President Obama meets with congressional leaders in the Oval Office of the White House in Washington, Tuesday, Sept. 9, 2014, to discuss options for combating the Islamic State. From left are, Senate Minority Leader Mitch McConnell (R-Ky.), House Speaker John Boehner (R-Ohio), the president, Senate Majority Leader Harry Reid (D-Nev.), and House Minority Leader Nancy Pelosi (D-Calif.) (AP Photo/Evan Vucci)

A new poll shows Americans' disdain for Congress is weaker than it has been in more than three years, but neither party has much to brag about.

The Washington Post-ABC News poll shows 50 percent of Americans say they "strongly" disapprove of the way Congress is doing its job. The good news: That's the lowest that number has been since March 2011. The bad news: It's still half the country really disliking Congress.
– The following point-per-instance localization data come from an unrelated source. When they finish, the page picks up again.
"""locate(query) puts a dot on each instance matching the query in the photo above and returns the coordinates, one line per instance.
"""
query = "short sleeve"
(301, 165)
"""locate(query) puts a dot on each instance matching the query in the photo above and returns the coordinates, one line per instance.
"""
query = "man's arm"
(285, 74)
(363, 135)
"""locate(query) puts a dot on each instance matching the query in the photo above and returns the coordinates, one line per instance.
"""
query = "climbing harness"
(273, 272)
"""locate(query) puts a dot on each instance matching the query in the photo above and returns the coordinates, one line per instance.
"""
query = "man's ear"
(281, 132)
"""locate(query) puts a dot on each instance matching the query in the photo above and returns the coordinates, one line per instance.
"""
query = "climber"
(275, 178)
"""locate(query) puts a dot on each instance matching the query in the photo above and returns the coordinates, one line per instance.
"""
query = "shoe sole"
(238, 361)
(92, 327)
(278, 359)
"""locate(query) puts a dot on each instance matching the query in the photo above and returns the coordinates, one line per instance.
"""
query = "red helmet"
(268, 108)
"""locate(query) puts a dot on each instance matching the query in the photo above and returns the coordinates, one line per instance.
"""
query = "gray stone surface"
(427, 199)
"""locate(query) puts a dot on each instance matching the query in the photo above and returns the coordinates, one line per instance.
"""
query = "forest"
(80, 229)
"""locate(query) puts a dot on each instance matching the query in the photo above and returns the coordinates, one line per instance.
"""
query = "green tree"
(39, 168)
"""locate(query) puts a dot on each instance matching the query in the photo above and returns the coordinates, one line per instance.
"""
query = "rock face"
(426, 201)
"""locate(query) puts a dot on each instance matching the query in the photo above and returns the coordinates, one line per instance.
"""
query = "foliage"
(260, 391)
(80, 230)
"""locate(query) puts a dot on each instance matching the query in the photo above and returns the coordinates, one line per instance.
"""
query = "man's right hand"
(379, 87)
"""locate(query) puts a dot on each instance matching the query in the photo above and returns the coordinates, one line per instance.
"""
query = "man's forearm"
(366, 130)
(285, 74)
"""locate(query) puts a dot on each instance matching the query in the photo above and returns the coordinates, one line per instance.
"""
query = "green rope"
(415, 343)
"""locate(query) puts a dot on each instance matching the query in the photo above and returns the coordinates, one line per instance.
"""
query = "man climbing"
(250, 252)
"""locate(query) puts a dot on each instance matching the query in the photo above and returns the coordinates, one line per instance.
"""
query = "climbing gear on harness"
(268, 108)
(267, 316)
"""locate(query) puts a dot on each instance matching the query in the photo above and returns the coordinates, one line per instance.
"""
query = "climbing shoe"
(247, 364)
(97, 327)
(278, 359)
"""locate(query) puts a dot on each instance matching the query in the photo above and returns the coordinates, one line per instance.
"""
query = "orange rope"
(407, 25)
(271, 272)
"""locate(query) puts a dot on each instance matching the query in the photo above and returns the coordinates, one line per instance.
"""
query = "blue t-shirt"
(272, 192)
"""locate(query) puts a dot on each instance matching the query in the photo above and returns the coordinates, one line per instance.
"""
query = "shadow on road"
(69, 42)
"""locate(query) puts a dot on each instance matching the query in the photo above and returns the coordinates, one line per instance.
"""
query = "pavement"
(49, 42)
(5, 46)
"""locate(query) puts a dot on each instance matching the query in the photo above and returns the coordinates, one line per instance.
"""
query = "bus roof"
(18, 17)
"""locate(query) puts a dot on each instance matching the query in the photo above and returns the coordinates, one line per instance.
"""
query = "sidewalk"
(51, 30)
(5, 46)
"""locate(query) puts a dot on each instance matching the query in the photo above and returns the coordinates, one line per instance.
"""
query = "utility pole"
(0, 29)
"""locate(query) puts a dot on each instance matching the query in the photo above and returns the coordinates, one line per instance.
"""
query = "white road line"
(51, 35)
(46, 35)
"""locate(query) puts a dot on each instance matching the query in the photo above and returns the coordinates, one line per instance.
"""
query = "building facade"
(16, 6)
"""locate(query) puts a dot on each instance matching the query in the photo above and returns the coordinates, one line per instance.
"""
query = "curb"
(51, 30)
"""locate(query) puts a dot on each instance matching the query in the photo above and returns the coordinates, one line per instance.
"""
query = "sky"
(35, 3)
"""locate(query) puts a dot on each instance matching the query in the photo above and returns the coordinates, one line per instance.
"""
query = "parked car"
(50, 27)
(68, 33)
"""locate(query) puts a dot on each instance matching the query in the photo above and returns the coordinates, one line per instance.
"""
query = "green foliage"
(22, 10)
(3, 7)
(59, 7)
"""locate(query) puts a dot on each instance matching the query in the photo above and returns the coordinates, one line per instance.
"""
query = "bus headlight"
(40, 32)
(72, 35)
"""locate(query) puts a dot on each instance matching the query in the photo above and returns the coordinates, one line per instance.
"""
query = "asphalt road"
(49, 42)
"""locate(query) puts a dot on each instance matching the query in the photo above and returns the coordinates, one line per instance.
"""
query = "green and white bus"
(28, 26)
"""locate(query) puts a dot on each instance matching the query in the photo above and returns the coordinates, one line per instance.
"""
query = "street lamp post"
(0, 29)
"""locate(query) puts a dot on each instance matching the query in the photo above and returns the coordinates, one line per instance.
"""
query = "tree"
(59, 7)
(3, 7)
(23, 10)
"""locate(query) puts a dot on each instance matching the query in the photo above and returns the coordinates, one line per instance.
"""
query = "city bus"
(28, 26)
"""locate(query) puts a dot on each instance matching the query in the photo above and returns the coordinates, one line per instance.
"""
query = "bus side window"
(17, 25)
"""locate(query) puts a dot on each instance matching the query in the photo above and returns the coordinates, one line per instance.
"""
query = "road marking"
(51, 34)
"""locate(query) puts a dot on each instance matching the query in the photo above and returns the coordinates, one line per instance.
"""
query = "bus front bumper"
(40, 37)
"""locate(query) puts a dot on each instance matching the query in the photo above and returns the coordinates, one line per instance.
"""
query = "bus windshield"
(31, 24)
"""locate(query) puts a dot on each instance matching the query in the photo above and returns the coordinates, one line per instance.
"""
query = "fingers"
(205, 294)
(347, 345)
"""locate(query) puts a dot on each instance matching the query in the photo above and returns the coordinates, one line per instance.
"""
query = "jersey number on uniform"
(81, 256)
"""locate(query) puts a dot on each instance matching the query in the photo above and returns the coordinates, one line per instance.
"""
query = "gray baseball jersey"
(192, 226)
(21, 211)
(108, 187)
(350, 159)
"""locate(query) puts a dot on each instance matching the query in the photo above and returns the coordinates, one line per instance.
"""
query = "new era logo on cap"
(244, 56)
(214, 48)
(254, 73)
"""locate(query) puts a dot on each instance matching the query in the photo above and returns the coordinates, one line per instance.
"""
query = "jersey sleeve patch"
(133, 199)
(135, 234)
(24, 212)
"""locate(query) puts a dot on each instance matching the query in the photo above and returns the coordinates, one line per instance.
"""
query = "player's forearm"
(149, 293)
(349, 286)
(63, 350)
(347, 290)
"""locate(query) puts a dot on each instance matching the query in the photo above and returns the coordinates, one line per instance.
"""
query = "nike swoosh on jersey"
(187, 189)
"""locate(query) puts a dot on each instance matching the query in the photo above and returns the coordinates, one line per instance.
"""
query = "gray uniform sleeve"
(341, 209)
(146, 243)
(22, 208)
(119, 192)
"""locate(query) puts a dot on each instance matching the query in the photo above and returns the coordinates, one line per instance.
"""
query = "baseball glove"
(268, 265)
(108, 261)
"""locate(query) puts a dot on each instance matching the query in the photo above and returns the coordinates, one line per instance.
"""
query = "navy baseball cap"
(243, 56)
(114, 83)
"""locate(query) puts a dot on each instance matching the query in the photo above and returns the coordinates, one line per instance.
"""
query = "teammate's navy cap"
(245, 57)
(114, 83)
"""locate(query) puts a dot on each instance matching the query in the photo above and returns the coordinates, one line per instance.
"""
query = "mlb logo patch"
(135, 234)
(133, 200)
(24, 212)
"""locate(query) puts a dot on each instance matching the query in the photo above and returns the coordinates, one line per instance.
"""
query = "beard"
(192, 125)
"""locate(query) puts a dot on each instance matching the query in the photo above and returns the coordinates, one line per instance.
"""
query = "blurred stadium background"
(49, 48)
And when it comes to the two major parties, the improvement doesn't really show.

In fact, congressional Democrats are facing their highest disapproval rating in at least the last 20 years, at 67 percent. Meanwhile, 30 percent approve of the job congressional Democrats are doing.

The poll comes on the heels of a WaPo-ABC poll that showed the Democratic Party in general hitting a three-decade low as far as how people feel about it.

Democrats, though, still remain more popular than the GOP. Just 25 percent of Americans say they approve of the job Republicans in Congress are doing, while 72 percent disapprove.

The difference between the two parties, though, is smaller than it has usually been.

Democrats appear to be suffering from declining support among African Americans, who are about evenly split on the party, with 50 percent approving and 47 percent disapproving.

Another big difference between the two parties has been the GOP base's reluctance to support its congressional contingent. But, at this point, both party bases feel about the same when it comes to their congressional representatives. Democrats approve of their party 56-42, while Republicans approve 55-38.

When even partisans are that divided on their own party, though, it's hard to call that a victory.